I've been blessed--in some odd way--to have had enough good things happen in any one year that I can never write off an entire year as bad no matter what icky things happened. Or maybe that's just a sure sign that I'll never be successful at pessimism. Take 2002. In that one year, I quit a PhD program and a teaching job and as a result shattered the self-image I had spent more than a decade cultivating. The situations surrounding both departures were not pleasant, and I spent a good deal of that year sobbing and trying to figure out just what in the hell I was going to do with myself for the rest of my life. But 2002 was not a bad year. Mark and I were married that year. That summer, I discovered my muse, found a critique group and several writing communities, and started seriously writing HD. Mark and I took two amazing trips that year, and I was able to build a fantasy world out of the beautiful parks we saw. I could never call 2002 a bad year.

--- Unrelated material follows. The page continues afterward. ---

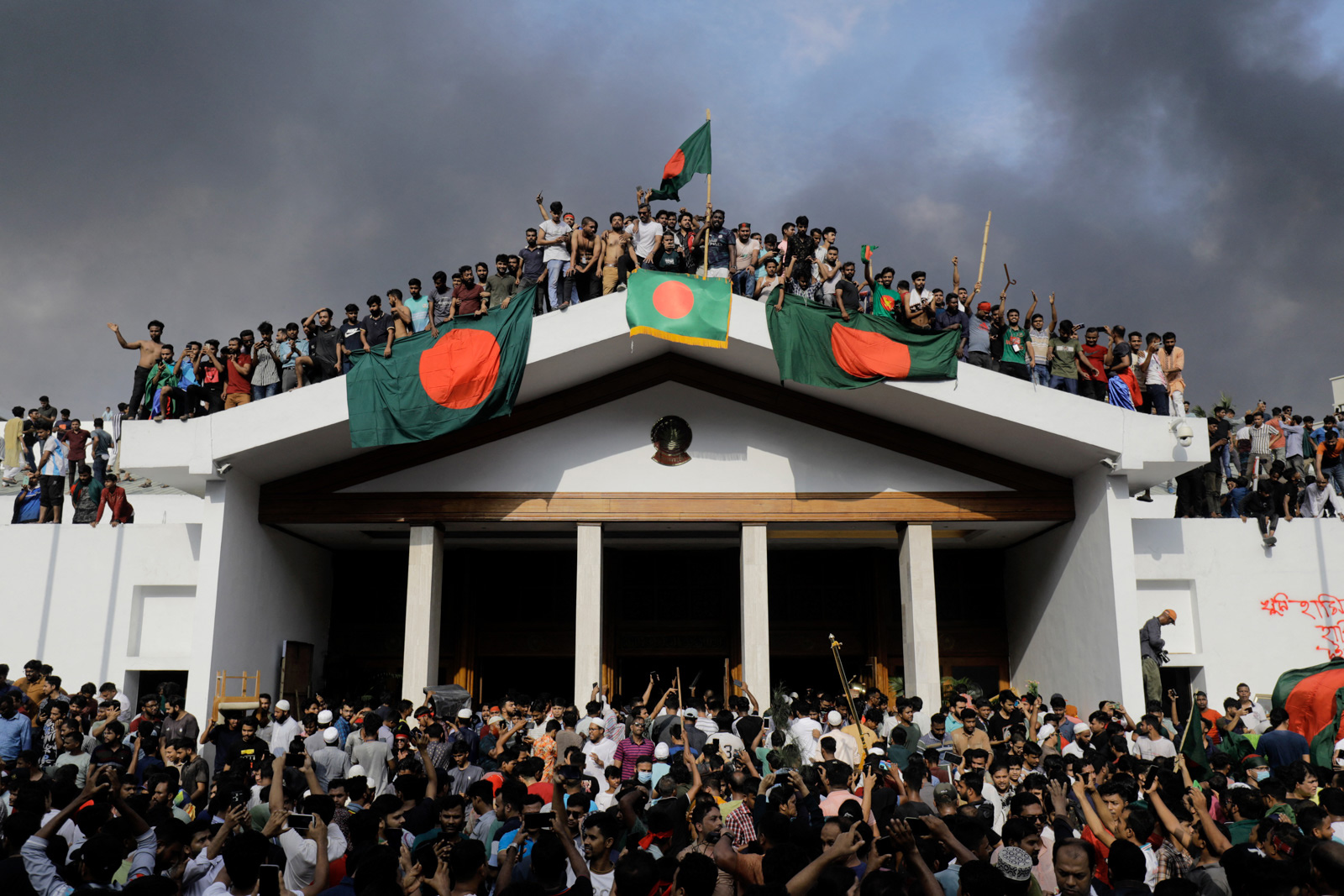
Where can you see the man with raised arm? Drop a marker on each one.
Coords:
(150, 351)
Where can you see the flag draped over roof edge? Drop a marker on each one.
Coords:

I find myself looking at 2004 in the same way. I started this year with the realization that I was bored and heading toward depression each day I stayed at my secretarial job. My writing was suffering for it, and I was no closer to addressing the issues that made 2002 so life-altering. I decided to find a job that would still let me write but also keep me more engaged for forty hours every week. Good plan. Said plan was still in its infancy when I was laid off. Five months of unemployment while the hubby is in grad school do not a happy Kellie make. At first I thought that unemployment would be a great way for me to get my writing on the right track. Instead, those five months were essential for me to get myself on the right track. I learned so much about myself in those months, most importantly that the self-image I had shattered in 2002 was a false image to begin with. I found the culprits behind some personal demons and put together morning routines and rituals to help me stay true to myself and lessen the hold of those culprits and demons a little more every day. How can such a year be bad, even if I was unemployed for five months and am now facing yet another unstable work environment?
Also, I finished my first major revision of my first novel this year. I did a lot of research, outlining, and planning for a new novel that I'm nearly 30,000 words into. I went to my first science fiction convention and made some writerly connections. I submitted HD to about ten agents. I wrote an eight-page synopsis in a weekend that actually reads very well and submitted it and the first twenty pages of HD to a contest. I wrote two short stories (I guess they're technically novellettes) this summer, and they sparked a universe for The Masque. I created a comfortable and personalized writing space for myself. And, possibly my greatest accomplishment of 2004, I beat both Final Fantasy X and Final Fantasy X-2. :)
2004 wasn't easy, but it wasn't bad, either. I started the year hoping to achieve balance in many ways: work and writing, play and writing, past and present and future. I spent the year tossing the dead weight that kept pulling me to the sides and depriving me of balance. I've still got a ways to go before I've got the kind of balance I dream about, but I'm solidly on my way there. It will happen.
2004 was a growing year, and those can never be bad.